Не стало старого приятеля, одного из самых близких друзей Саврасова. Их объединяли родство душ при разительном несходстве характеров, общность творческих интересов. Они хорошо понимали друг друга.

Друзья уходили из жизни. Еще в 1879 году умер Костя Герц, с которым было связано столько воспоминаний молодости. А в феврале 1883 года скончается от третьего удара профессор Карл Карлович Герц. Он завещает все свое имущество сестре Эрнестине, к ней перейдет также и его огромная ценная библиотека, собрание гравюр.

Круг сужался.

Через десять дней после смерти Перова – 8 июня – Саврасов получил официальное извещение следующего содержания:

«Господину преподавателю Училища живописи, ваяния и зодчества, академику, надворному советнику Саврасову

По распоряжению Совета, имею честь уведомить, что 22 мая с/г Советом Общества Вы уволены от ныне занимаемой должности.

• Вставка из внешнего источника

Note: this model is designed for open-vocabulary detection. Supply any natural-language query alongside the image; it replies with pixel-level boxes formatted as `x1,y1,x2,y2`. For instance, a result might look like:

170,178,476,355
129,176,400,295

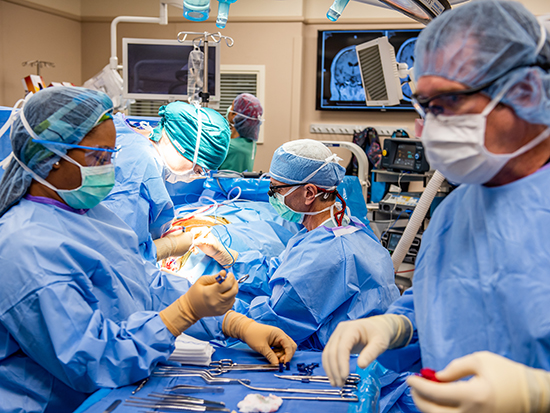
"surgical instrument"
239,380,357,396
130,393,225,407
103,399,122,413
274,373,361,386
209,359,279,373
132,377,149,394
124,400,231,412
164,384,225,394
237,274,250,284
280,394,359,403
153,366,250,384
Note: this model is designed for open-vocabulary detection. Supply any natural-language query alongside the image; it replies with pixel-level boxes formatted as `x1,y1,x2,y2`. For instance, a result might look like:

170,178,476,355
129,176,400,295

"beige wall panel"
0,2,81,106
304,0,408,23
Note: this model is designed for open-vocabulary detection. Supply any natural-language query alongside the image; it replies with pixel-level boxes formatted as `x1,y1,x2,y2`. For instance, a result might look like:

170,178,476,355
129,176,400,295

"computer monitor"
316,29,420,111
122,38,220,103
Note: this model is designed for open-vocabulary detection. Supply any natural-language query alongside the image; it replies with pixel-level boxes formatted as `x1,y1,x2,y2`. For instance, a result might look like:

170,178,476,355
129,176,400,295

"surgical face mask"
269,186,335,224
156,104,206,184
13,150,115,209
422,87,550,184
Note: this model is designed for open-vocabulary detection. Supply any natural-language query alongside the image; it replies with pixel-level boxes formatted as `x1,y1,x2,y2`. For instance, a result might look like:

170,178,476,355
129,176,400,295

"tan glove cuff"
212,248,239,268
525,368,550,413
159,294,200,337
383,314,413,350
153,237,176,261
222,310,255,341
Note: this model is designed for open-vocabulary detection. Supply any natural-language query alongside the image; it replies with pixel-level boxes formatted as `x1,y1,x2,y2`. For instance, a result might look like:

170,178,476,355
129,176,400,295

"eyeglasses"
267,184,305,196
411,79,496,118
32,139,120,166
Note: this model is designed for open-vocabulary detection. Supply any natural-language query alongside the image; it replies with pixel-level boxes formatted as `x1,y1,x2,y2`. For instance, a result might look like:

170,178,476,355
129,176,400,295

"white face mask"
422,88,550,184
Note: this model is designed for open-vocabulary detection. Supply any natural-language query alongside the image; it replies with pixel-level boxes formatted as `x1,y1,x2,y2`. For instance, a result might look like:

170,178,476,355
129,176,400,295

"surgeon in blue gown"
323,0,550,412
195,139,399,349
102,102,231,263
0,87,296,413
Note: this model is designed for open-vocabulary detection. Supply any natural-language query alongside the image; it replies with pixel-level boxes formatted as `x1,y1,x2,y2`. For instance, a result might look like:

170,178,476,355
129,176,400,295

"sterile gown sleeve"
102,114,174,263
378,287,429,372
230,222,399,349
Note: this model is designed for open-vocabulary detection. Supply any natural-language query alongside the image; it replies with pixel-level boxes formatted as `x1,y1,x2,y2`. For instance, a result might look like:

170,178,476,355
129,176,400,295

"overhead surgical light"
183,0,237,29
327,0,466,24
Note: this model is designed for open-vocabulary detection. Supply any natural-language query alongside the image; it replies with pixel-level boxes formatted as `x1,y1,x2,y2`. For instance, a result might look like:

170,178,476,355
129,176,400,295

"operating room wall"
82,18,302,171
0,0,81,106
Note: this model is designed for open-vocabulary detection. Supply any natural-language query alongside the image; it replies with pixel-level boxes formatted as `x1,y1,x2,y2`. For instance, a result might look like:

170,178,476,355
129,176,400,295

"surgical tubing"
392,171,445,272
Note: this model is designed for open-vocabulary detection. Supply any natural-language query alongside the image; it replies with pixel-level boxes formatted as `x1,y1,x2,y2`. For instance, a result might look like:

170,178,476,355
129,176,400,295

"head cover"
0,87,113,216
414,0,550,125
233,93,264,141
269,139,346,190
151,102,231,169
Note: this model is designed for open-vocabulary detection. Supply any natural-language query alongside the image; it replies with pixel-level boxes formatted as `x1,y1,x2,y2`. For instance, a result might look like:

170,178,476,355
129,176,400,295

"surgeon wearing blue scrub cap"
0,87,296,413
323,0,550,413
103,102,231,263
195,139,399,350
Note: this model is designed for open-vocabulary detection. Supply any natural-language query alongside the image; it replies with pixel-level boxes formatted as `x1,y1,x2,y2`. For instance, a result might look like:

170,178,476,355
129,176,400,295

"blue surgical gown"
233,219,399,349
389,169,550,370
0,199,220,413
102,113,174,263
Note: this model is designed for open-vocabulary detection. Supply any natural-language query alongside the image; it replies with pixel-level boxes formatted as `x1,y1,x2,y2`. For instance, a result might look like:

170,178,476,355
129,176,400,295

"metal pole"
202,35,209,108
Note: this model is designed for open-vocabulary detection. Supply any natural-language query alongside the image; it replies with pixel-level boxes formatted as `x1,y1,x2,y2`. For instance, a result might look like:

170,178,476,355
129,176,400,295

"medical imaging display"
393,145,416,168
316,30,420,110
125,43,216,96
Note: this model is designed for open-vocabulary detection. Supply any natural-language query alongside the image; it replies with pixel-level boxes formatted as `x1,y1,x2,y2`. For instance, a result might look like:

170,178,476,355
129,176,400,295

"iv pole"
177,32,235,107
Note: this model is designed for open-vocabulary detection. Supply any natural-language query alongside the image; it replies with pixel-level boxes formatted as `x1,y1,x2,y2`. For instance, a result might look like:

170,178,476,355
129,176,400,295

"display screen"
393,143,416,168
316,30,420,110
387,234,401,251
124,39,219,99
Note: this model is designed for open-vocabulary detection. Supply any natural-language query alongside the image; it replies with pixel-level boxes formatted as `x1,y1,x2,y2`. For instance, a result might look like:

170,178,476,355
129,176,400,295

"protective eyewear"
32,139,120,166
411,79,498,118
267,184,305,196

Секретарь Совета: Лев Жемчужников».

Беда не приходит одна. Сперва лишился семьи, теперь – службы. Увольнение Саврасова из училища, которое он окончил, где на протяжении четверти века был преподавателем, имело для него катастрофические последствия. Он терял не только место, работу, свой класс, учеников, которых так любил. Он терял известное общественное положение, постоянное жалованье. В сущности, он терял все. Без семьи, без жены и дочерей, без работы, без средств к существованию, он оставался в полном одиночестве, был предоставлен самому себе. Живи как знаешь. Хочешь – попробуй выкарабкаться из ямы. Не хочешь – твое дело. Поступай по своему усмотрению. Отныне ты отвечаешь и несешь ответственность лишь за себя.

Вынужденный уйти из училища, Саврасов сразу оказался как бы вне общества, обреченным на неустроенную, бесприютную, полунищенскую жизнь. А при такой жизни болезнь его неизбежно должна была принять еще более острую форму.

Конечно, формально администрация вправе была так поступить: последнее время Саврасов часто пропускал занятия, его видели в училище все реже и реже.

Константину Коровину запомнилось, как однажды после довольно продолжительного отсутствия в класс неожиданно пришел Алексей Кондратьевич. Ученики были в полном сборе, они показывали друг другу свои работы, выполненные летом. Вид учителя всех поразил. Он очень изменился, и прежде всего изменилось выражение его большого доброго лица с оспинками – следами перенесенной в детстве болезни. Что-то горькое и тревожное появилось в нем. Печальный, угасший взгляд. Лицо страдающего человека. И одет учитель был как-то странно: в черной блузе, шея небрежно повязана красным бантом, на плечах плед, на голове широкополая старая шляпа, из-под брюк видны серые шерстяные носки и опорки.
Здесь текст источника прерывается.